O clipe abre com o ator Wagner Moura, diretor do filme "Marighella", que sofreu fortes resistências e tentativas de censura para estrear no brasil. Moura canta: "Ao som raivoso de uma voz inconfiável que diz e mente, e se desmente e se desdiz". Em seguida, entra a voz de Caio Prado lembrando a fala racista de Bolsonaro ao tratar negros por arroba e que não serviam nem para procriar. Ao som do violoncelo de Jaques Morelembaum, os cantores, artistas e intelectuais se alternam entre frases e interpretações.
O cenário do clipe segue o padrão de canções/manifestos com imagens de artistas num ambiente de estúdio de gravação. A montagem, a interpretação e algumas vozes que se interpõem dão o tom dramático da canção, mas sem pieguice. A letra é simples e direta contendo as frases abomináveis de Bolsonaro e, ao mesmo tempo, trazem críticas. Uma opção que, de certo modo, tem potencial para chegar na população de modo mais abrangente. Não há metáforas ali, pois os absurdos como o que vivenciamos nos últimos anos devem ser ditos diretamente.

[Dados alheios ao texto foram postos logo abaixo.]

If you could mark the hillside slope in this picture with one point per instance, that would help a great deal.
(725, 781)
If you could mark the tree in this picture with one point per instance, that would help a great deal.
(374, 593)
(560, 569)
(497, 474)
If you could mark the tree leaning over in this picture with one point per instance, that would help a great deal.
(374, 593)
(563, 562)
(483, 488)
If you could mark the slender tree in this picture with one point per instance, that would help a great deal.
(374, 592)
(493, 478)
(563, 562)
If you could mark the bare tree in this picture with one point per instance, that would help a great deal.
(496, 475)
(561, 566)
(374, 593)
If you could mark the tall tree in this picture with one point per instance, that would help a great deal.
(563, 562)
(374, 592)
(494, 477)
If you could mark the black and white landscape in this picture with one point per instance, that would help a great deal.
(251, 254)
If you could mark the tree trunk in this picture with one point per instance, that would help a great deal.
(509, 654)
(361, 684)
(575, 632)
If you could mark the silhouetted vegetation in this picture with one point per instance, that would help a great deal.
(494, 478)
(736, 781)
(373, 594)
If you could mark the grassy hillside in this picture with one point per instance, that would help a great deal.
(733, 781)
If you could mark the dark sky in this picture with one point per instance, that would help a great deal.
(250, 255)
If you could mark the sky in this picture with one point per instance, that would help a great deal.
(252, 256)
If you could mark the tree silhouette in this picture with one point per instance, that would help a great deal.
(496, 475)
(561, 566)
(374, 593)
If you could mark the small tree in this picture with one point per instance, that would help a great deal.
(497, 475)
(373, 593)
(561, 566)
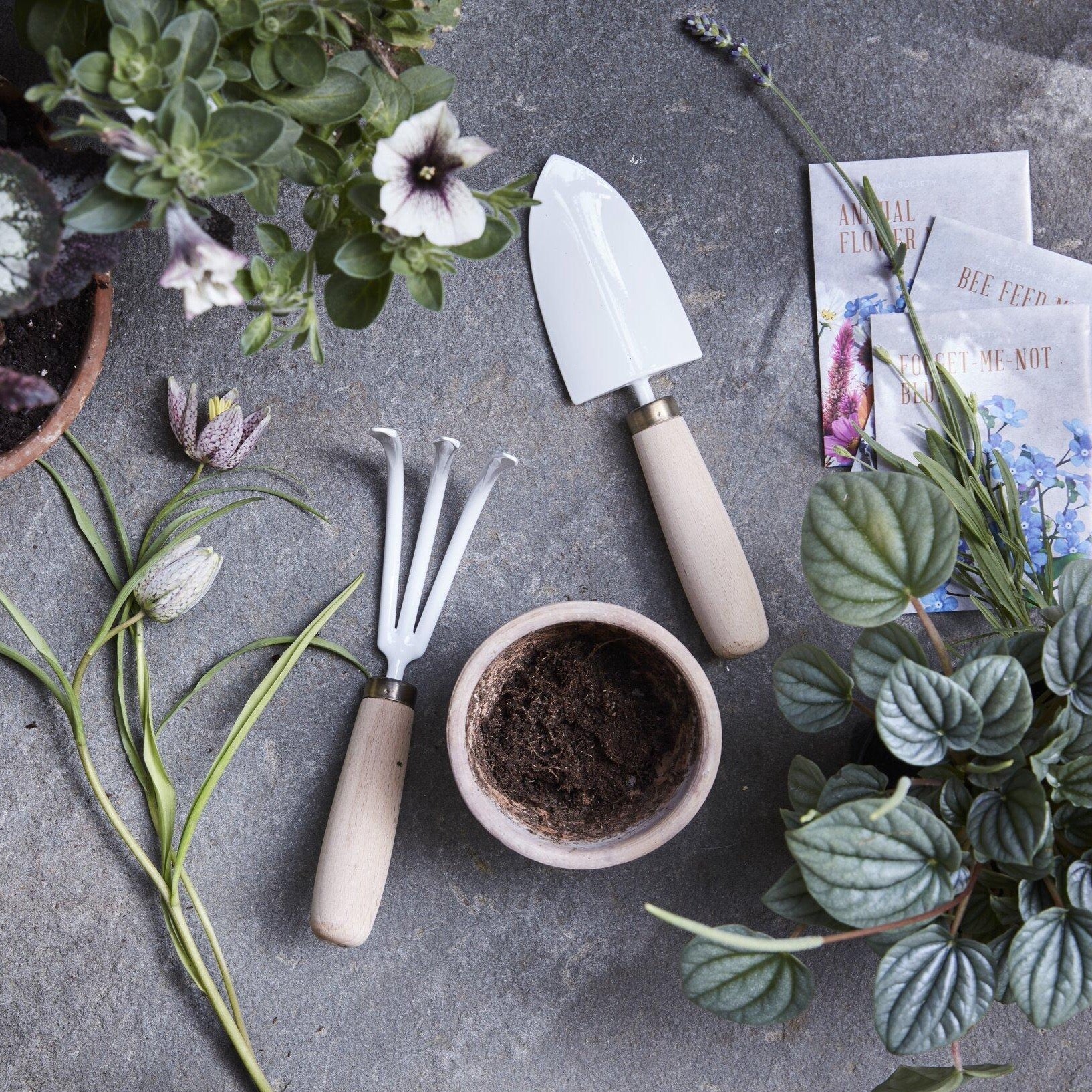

No entanto, o clipe é também alentador ao trazer no refrão um pouco de esperança: "Mas quem dirá que não é mais imaginável. Erguer de novo das ruínas o país?" Uma pergunta que poderá ser respondida no próximo dia 2 de outubro, é o que sugere o projeto musical.
Abaixo a lista de todos os intérpretes:
André Abujamra, Arrigo Barnabé, Bruno Gagliasso, Caio Prado, Cida Moreira, Chico Brown, Chico César, Chico Chico, Dexter, Dora Morelenbaum, Héloa, Hodari, Jorge Du Peixe, José Miguel Wisnik, Leci Brandão, Lenine, Luana Carvalho, Marina Íris, Marina Lima, Monica Salmaso, Paulinho Moska, Pedro Luís, Péricles Cavalcanti, Preta Ferreira, Professor Pasquale ,Ricardo Aleixo, Thaline Karajá, Vitor da Trindade, Wagner Moura e Zélia Duncan.